Certains gouvernements se demandent si la perte de revenu due à des incitations fiscales en vaut la chandelle. Nos deux spécialistes expliquent qu’avec cible de revenu fixe (financer le budget), baisser le fardeau fiscal des uns ne peut se faire qu’en augmentant celui des autres si l’investissement total n’augmente pas. C’est ce qu’on appelle le « déplacement de l’investissement dans l’économie ». D’après eux, si on parvient à stimuler l’investissement extérieur à travers la compétition fiscale dynamique, celle-ci est potentiellement dangereuse. C’est ce qu’on appelle le « déplacement de l’investissement mondial ». À leurs yeux, la seule solution viable pour tous à long terme est d’augmenter l’investissement en déplaçant le fardeau vers d’autres assiettes (par exemple, la consommation) et en baissant le fardeau pour l’investissement en général.

Le débat se corse : vaut-il mieux avoir des incitations fiscales ciblées ou un régime généralement favorable à l’investissement? Le choix n’est pas facile à faire. D’emblée, il convient de dire que les incitations fiscales s’opposent à la fiscalité favorisant l’investissement. Généralement, les incitations fiscales sont des mesures ciblées visant des secteurs ou des entreprises particulières. Généralement dans une section fiscale d’un code des investissements. Généralement, il y a sélection et approbation préalable des projets. Généralement, le processus est discrétionnaire, souvent avec un comité de sélection. En principe, la vérification de conformité ex-post est indispensable, mais en pratique, peu de vérification par manque de moyen.

Par contre, les mesures générales favorisant l’investissement sont celles qui visant l’investissement au sens large.

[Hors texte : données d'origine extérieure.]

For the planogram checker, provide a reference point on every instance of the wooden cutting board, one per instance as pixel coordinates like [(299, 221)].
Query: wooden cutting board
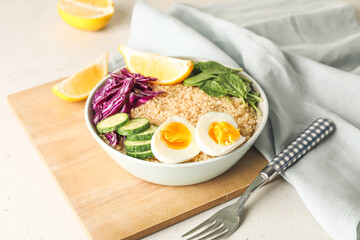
[(111, 203)]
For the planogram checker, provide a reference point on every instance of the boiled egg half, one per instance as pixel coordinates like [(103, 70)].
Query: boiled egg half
[(217, 134), (174, 141)]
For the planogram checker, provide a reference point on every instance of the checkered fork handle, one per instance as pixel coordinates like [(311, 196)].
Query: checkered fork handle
[(307, 140)]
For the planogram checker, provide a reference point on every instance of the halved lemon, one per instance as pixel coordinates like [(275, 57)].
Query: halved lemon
[(88, 15), (166, 69), (78, 86)]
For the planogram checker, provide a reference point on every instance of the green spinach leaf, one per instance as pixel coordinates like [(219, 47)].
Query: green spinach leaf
[(196, 80), (213, 88), (233, 84)]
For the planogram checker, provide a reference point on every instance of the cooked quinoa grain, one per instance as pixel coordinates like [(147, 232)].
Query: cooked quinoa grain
[(191, 103)]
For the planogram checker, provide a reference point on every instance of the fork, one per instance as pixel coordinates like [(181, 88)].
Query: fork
[(226, 221)]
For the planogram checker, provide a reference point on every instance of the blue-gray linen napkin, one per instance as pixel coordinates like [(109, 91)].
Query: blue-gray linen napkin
[(306, 56)]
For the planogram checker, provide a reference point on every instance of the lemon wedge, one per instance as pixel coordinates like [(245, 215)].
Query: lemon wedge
[(88, 15), (78, 86), (166, 69)]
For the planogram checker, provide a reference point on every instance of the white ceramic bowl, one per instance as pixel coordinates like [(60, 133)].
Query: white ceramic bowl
[(183, 173)]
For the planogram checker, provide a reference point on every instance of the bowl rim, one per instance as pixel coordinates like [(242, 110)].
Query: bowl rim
[(247, 144)]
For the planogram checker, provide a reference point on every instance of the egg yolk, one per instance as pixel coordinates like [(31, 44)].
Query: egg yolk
[(223, 133), (176, 136)]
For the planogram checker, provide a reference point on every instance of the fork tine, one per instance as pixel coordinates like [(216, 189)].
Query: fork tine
[(224, 235), (216, 233), (208, 222), (207, 230)]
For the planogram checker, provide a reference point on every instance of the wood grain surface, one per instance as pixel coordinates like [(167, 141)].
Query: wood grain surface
[(111, 203)]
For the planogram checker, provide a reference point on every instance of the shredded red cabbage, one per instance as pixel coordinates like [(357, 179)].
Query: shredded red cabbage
[(122, 92)]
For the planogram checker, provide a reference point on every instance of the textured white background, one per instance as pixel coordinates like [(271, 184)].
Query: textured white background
[(36, 47)]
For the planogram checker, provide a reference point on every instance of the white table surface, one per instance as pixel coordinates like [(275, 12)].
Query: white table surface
[(36, 47)]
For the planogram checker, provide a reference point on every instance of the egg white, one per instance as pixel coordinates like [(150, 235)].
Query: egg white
[(204, 141), (167, 155)]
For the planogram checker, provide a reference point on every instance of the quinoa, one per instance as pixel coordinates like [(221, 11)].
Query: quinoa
[(191, 103)]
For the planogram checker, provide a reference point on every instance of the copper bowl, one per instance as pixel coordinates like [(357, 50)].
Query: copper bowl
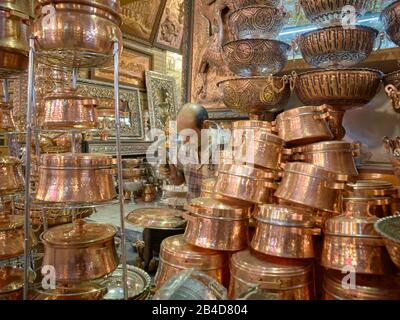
[(69, 178), (256, 57), (330, 12), (337, 47), (389, 229), (257, 22), (280, 279), (255, 94), (389, 18), (341, 89), (367, 287), (12, 179), (286, 232), (215, 225), (304, 125), (351, 241), (177, 255), (68, 110), (79, 34)]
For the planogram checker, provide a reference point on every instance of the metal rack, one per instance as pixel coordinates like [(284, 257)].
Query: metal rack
[(33, 55)]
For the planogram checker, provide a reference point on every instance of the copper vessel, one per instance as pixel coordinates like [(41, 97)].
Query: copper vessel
[(342, 89), (255, 57), (337, 47), (304, 125), (389, 229), (68, 110), (12, 180), (215, 225), (80, 251), (350, 240), (330, 12), (79, 33), (335, 156), (367, 287), (389, 18), (7, 123), (70, 178), (312, 186), (257, 22), (280, 279), (285, 231), (12, 236), (244, 184), (177, 255), (255, 94)]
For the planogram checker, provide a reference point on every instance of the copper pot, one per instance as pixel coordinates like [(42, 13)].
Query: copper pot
[(76, 178), (350, 240), (68, 110), (79, 33), (280, 279), (80, 251), (177, 255), (244, 184), (14, 47), (215, 225), (304, 125), (12, 236), (367, 287), (337, 46), (312, 186), (341, 89), (7, 123), (12, 180), (255, 94), (285, 232), (335, 156)]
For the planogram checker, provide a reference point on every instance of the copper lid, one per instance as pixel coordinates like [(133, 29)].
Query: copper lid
[(284, 216), (76, 160), (176, 251), (368, 287), (156, 218), (269, 272), (11, 279), (79, 233), (348, 225), (213, 208)]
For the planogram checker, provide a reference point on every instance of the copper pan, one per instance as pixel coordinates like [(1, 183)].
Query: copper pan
[(215, 225)]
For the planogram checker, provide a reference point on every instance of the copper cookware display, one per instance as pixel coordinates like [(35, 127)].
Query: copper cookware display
[(350, 240), (177, 255), (241, 183), (76, 178), (80, 251), (304, 125), (79, 33), (215, 225), (283, 279), (156, 218), (12, 180), (312, 186), (68, 110), (12, 236), (337, 47), (335, 156), (389, 228), (255, 94), (366, 287), (7, 123), (285, 231), (330, 12)]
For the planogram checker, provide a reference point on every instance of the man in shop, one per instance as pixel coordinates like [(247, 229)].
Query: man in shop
[(191, 167)]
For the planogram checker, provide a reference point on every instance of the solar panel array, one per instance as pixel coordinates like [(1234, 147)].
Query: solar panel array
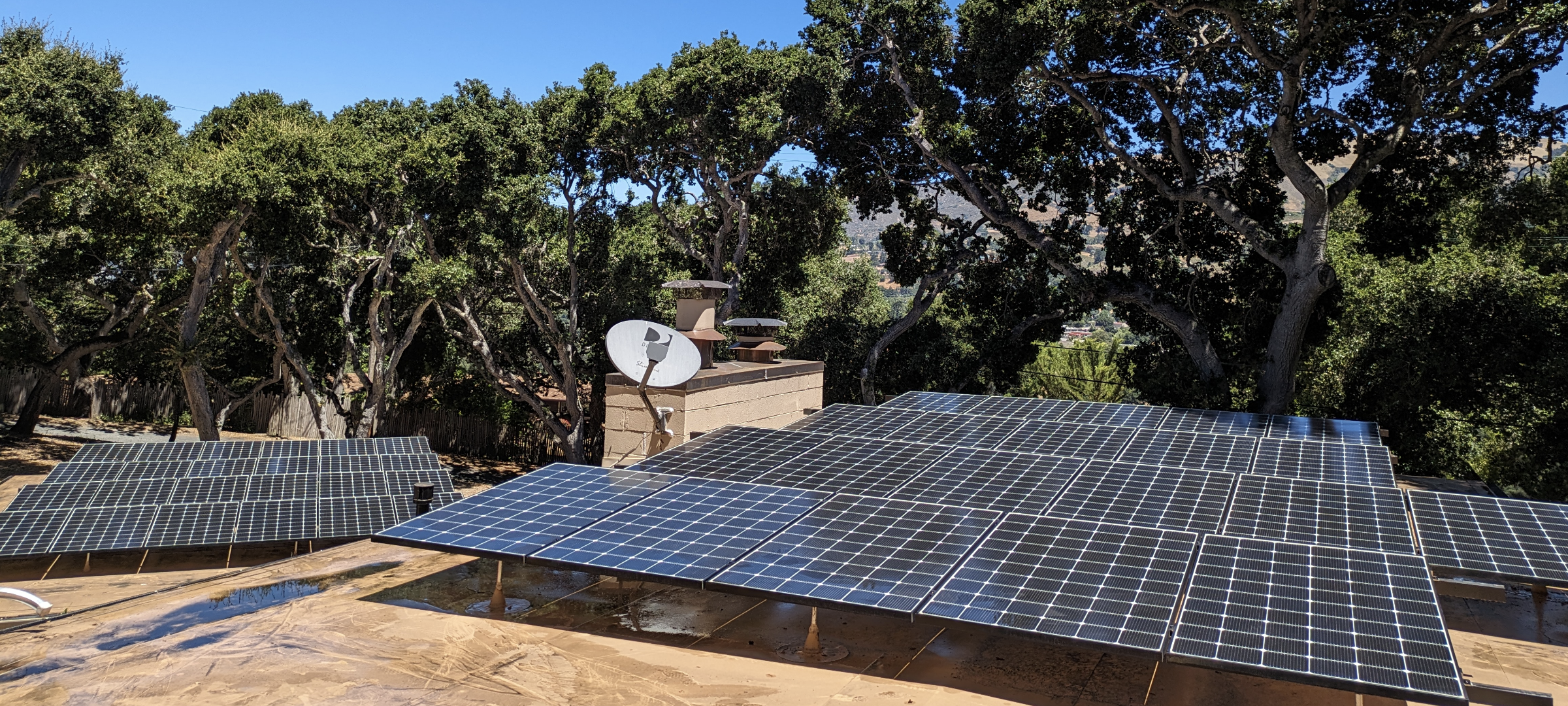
[(186, 495), (1252, 543)]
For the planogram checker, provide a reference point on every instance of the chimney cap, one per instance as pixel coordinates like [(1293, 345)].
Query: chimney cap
[(755, 322)]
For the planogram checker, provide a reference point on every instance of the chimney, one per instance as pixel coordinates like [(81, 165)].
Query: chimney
[(755, 339), (696, 302)]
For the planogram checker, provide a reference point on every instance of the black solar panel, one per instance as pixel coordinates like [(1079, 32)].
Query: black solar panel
[(1068, 440), (276, 522), (1346, 618), (733, 454), (93, 530), (1114, 414), (1337, 463), (992, 480), (1216, 422), (949, 402), (875, 422), (849, 465), (1186, 449), (1147, 496), (30, 532), (686, 532), (527, 514), (1103, 584), (1520, 540), (861, 553), (195, 524), (1311, 512)]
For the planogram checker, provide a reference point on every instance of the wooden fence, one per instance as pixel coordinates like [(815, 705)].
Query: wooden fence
[(280, 416)]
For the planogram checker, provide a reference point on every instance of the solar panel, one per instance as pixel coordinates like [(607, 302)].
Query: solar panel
[(195, 524), (281, 487), (1313, 512), (992, 480), (142, 492), (93, 530), (1503, 537), (860, 553), (358, 516), (1147, 496), (686, 532), (1313, 460), (526, 514), (1114, 414), (1106, 584), (1216, 422), (1345, 618), (76, 471), (875, 422), (1311, 429), (351, 484), (851, 465), (949, 402), (51, 496), (1186, 449), (275, 522), (1068, 440), (30, 532), (733, 454), (1020, 407), (210, 488)]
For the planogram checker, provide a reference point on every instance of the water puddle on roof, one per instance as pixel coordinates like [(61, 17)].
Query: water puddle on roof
[(218, 606)]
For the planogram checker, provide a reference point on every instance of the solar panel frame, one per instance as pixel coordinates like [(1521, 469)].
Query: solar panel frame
[(1313, 512), (532, 512), (733, 454), (1183, 499), (863, 554), (683, 534), (992, 480), (1494, 537), (1343, 618), (1188, 449), (1068, 440), (1106, 586), (1318, 460)]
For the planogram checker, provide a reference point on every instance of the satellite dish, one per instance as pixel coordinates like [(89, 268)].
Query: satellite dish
[(634, 344)]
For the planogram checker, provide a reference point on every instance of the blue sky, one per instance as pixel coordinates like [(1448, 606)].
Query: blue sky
[(198, 56)]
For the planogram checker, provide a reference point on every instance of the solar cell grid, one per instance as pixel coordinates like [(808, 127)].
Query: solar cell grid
[(210, 488), (1216, 422), (526, 514), (1068, 440), (1147, 496), (1504, 537), (851, 465), (1315, 460), (1186, 449), (733, 454), (195, 524), (93, 530), (1104, 584), (275, 522), (1114, 414), (1349, 618), (992, 480), (1020, 407), (875, 422), (30, 532), (1311, 512), (947, 402), (861, 553), (684, 532), (51, 496)]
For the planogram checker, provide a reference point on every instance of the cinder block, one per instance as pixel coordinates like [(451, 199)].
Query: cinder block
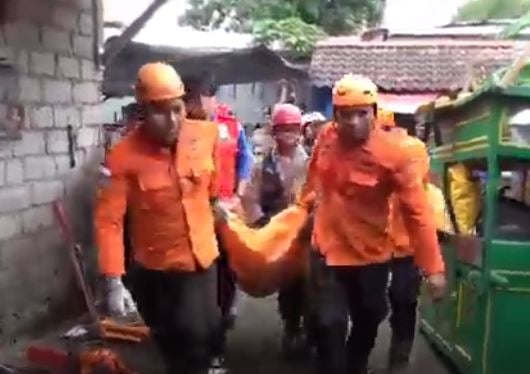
[(41, 117), (13, 199), (65, 17), (19, 58), (67, 115), (36, 218), (42, 63), (68, 67), (39, 167), (85, 24), (22, 34), (10, 226), (18, 252), (92, 115), (88, 137), (57, 142), (29, 89), (89, 72), (46, 191), (14, 172), (83, 46), (57, 91), (37, 12), (32, 143), (86, 93), (56, 40), (62, 163)]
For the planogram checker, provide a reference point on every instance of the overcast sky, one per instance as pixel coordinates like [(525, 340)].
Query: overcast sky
[(399, 13)]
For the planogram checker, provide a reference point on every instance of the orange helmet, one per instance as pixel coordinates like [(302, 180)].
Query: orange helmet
[(158, 81), (385, 118), (286, 114), (354, 90)]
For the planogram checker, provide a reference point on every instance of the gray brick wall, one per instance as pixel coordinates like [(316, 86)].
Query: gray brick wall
[(49, 44)]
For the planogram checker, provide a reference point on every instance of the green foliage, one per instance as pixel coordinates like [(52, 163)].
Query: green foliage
[(512, 30), (296, 36), (481, 10), (295, 24)]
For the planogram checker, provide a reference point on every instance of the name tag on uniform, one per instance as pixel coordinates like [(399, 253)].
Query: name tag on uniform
[(104, 176)]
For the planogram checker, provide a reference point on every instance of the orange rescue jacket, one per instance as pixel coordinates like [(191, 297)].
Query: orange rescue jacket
[(353, 188), (167, 195)]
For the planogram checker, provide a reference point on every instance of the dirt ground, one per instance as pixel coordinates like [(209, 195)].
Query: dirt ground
[(253, 347)]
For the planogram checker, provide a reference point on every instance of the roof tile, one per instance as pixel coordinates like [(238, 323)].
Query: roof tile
[(408, 66)]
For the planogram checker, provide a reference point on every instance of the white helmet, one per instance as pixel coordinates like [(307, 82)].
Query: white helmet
[(312, 117)]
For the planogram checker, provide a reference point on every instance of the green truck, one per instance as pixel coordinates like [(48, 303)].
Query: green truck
[(483, 324)]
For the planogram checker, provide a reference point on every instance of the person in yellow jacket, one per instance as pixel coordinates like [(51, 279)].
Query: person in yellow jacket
[(163, 172), (354, 170)]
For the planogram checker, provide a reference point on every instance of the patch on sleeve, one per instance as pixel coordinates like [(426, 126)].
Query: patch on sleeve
[(104, 176), (409, 174)]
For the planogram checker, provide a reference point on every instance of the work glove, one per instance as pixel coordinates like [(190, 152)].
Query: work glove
[(437, 284), (260, 222), (119, 300), (220, 212)]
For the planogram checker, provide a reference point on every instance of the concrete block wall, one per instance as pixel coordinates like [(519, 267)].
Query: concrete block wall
[(49, 44)]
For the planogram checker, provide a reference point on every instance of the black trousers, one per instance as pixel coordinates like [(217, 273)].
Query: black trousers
[(225, 298), (181, 310), (291, 304), (403, 295), (338, 293)]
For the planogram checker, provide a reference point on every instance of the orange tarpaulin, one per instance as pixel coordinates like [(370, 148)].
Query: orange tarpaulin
[(264, 259)]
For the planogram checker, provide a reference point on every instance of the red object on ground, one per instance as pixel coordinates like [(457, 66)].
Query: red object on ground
[(53, 359)]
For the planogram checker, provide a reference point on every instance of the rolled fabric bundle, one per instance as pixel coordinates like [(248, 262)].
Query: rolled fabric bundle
[(266, 258)]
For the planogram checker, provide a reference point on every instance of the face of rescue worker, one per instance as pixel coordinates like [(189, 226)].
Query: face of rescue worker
[(163, 120), (209, 104), (355, 122), (286, 136)]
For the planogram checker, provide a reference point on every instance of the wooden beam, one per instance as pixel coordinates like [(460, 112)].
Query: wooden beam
[(129, 33)]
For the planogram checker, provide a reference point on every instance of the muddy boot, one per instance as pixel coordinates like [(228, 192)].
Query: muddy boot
[(399, 356), (292, 342), (218, 366)]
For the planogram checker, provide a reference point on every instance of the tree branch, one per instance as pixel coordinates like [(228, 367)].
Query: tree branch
[(133, 29)]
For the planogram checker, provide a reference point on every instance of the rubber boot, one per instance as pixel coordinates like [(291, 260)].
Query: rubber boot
[(399, 356)]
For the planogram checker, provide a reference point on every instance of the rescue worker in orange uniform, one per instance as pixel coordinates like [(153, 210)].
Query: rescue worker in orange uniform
[(235, 160), (273, 187), (164, 174), (406, 278), (354, 170)]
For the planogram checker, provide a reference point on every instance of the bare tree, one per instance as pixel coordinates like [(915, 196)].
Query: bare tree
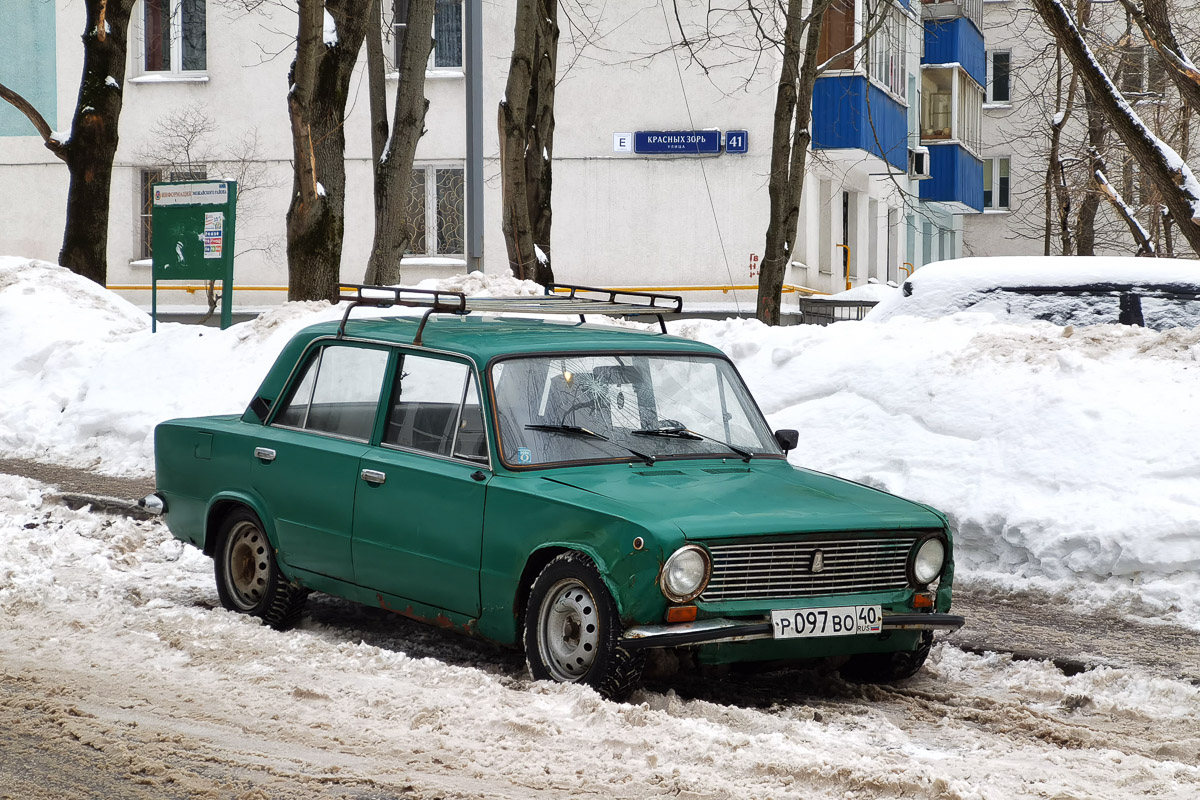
[(527, 140), (328, 42), (394, 150), (89, 149), (1171, 178), (789, 150)]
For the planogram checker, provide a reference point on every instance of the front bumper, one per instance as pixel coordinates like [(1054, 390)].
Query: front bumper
[(712, 631)]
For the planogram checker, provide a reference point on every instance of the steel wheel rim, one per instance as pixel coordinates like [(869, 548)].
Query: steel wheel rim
[(247, 566), (569, 630)]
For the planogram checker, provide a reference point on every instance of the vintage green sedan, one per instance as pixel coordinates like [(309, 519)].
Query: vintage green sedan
[(585, 492)]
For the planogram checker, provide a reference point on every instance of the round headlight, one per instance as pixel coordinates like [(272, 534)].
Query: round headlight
[(928, 560), (685, 573)]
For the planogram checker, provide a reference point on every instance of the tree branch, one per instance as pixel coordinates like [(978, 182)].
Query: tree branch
[(43, 127)]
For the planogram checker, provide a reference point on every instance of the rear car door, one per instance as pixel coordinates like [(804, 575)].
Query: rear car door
[(419, 510), (306, 468)]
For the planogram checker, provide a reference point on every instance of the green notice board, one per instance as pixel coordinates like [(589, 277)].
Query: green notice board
[(193, 238)]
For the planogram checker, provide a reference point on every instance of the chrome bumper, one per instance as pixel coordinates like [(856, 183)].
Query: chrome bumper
[(711, 631)]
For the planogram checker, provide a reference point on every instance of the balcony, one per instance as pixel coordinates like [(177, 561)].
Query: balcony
[(970, 10), (955, 41), (852, 113), (957, 178)]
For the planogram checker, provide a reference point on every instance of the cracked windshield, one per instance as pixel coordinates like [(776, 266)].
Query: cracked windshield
[(625, 407)]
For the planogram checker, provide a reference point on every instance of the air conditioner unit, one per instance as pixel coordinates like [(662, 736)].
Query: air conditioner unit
[(918, 162)]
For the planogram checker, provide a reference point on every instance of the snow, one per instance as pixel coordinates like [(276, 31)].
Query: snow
[(114, 619), (329, 34), (941, 287), (1036, 439), (1055, 451)]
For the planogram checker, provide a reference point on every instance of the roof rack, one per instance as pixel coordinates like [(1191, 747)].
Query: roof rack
[(559, 299)]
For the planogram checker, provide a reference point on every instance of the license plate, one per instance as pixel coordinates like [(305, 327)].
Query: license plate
[(844, 620)]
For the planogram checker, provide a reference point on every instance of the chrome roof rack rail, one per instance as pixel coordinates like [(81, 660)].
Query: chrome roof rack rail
[(559, 299)]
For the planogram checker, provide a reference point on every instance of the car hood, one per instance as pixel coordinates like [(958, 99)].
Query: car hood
[(717, 500)]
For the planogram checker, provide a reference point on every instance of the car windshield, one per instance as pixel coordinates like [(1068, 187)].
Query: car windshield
[(627, 407)]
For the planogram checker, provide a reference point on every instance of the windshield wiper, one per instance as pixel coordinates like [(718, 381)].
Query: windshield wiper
[(685, 433), (574, 429)]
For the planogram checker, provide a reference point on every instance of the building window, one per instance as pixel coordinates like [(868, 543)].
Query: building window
[(838, 35), (149, 178), (447, 32), (436, 203), (174, 36), (999, 77), (951, 107), (1143, 71), (995, 184), (888, 53)]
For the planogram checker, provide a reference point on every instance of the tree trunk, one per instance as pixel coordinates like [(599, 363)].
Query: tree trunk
[(91, 146), (321, 79), (1085, 235), (789, 154), (395, 224), (526, 122), (1176, 184)]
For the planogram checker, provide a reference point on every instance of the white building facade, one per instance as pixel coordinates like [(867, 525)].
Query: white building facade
[(204, 96)]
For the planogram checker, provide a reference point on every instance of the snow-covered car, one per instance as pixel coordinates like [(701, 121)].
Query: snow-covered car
[(585, 492), (1063, 290)]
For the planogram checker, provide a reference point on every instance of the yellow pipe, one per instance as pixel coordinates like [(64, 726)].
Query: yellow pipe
[(845, 269)]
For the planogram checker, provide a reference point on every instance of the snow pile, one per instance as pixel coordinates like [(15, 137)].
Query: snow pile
[(1055, 451), (946, 287), (113, 621)]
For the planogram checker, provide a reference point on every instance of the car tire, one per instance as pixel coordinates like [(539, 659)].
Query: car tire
[(887, 667), (249, 579), (573, 630)]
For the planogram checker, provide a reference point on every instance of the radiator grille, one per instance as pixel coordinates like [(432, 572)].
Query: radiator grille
[(771, 570)]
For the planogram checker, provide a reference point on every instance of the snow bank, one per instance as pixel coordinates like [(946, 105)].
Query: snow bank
[(1056, 451), (114, 620)]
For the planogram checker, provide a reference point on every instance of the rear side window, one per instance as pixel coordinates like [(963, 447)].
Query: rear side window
[(337, 392), (436, 409)]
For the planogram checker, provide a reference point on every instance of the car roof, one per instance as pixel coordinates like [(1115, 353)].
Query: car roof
[(484, 337)]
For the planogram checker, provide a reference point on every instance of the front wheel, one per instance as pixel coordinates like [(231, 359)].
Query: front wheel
[(249, 579), (887, 667), (573, 630)]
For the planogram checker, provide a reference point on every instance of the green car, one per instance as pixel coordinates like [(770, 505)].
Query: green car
[(585, 492)]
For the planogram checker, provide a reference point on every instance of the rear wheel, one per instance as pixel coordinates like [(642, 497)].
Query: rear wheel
[(249, 579), (887, 667), (573, 630)]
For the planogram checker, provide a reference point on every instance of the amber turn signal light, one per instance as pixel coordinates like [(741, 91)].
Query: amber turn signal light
[(682, 614)]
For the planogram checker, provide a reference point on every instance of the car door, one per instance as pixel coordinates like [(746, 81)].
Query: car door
[(419, 510), (306, 467)]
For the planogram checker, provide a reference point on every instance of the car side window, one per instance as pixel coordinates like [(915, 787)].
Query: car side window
[(339, 392), (472, 439), (427, 405)]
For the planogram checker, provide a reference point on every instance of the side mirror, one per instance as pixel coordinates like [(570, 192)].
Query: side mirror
[(787, 438)]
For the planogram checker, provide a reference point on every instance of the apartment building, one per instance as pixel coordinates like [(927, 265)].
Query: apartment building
[(895, 164)]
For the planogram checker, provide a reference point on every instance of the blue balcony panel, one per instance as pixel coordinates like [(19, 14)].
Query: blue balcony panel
[(843, 119), (955, 178), (957, 41)]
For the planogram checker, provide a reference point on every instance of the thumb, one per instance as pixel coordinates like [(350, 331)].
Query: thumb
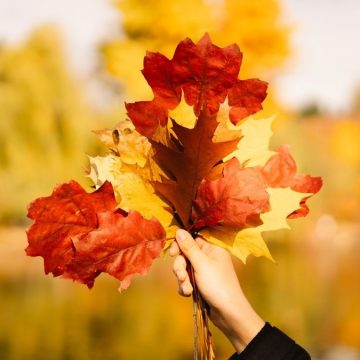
[(189, 247)]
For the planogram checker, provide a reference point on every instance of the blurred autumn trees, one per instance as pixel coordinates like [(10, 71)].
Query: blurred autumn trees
[(44, 122), (159, 25)]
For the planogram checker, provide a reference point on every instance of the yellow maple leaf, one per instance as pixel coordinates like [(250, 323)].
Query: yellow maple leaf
[(132, 191), (283, 201)]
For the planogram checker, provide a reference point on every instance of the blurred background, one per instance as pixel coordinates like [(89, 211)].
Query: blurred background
[(66, 68)]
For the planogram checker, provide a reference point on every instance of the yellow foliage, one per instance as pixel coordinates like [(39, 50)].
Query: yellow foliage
[(283, 201), (253, 148), (344, 141), (44, 122), (159, 25)]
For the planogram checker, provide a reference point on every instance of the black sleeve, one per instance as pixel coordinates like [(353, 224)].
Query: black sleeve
[(272, 344)]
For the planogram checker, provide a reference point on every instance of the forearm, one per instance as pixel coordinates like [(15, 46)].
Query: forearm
[(239, 322), (272, 344)]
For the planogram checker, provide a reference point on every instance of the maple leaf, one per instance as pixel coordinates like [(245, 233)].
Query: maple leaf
[(283, 201), (236, 199), (205, 74), (82, 234)]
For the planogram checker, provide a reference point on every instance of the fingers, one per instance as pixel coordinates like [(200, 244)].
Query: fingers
[(174, 249), (179, 269), (190, 248)]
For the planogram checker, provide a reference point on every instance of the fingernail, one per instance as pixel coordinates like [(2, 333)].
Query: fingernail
[(181, 235)]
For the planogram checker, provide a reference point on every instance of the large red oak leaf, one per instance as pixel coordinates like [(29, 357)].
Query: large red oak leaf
[(236, 199), (281, 171), (82, 234), (206, 74)]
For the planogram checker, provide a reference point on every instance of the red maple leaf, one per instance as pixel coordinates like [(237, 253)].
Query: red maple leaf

En d’autres termes, la fiscalité favorisant l’investissement ne vise pas des secteurs ou des entreprises en particulier. Généralement, elle est contenue dans le code général des impôts. Il n’y a aucune sélection préalable (mesures appliquées via le processus de déclaration) ni de processus discrétionnaire. La vérification est aléatoire, basée sur le risque et intégrée à la procédure fiscale standard.

Parmi les mesures fiscales typiques, il y a premièrement, les incitations ciblées typiques. Ce sont les congés fiscaux (utilisés surtout utilisé pour l’IS), les baisses de taux ciblées pour projets qualifiés (patente, etc.), les Zones spéciales (exportations), les exonérations diverses (TVA, droits de douanes, etc.). Deuxièmement, les mesures générales typiques. Ce sont les bas taux d’IS pour tous, l’élimination/la modulation des taxes sur le capital (patente, par exemple). Troisièmement, les mesures ciblées ou générales (en fonction de leur portée). Ce sont les crédits d’impôts pour investissement, la déduction du revenu pour investissement et la dépréciation accélérée.

En ce qui concerne l’utilisation des mesures fiscales en Afrique, on retiendra utilement que les taux d’IS sont élevés et les mesures « ciblées » abondantes. Par ailleurs, la performance de l’investissement est décevante. À propos des mesures fiscales utilisées, on observe que la part des pays d’Afrique subsaharienne offrant des incitations ciblées est en nette progression, en ce qui concerne le congé fiscal, l’IS réduit, la déduction pour investissement, les incitations à l’exportation, les zones franches et le code des investissements. Pour ce qui est de l’évidence empirique sur les régimes ciblés, il y a lieu de noter que l’estimation empirique est difficile à faire, surtout pour les pays à bas revenu. En effet, il y a peu de données fiables.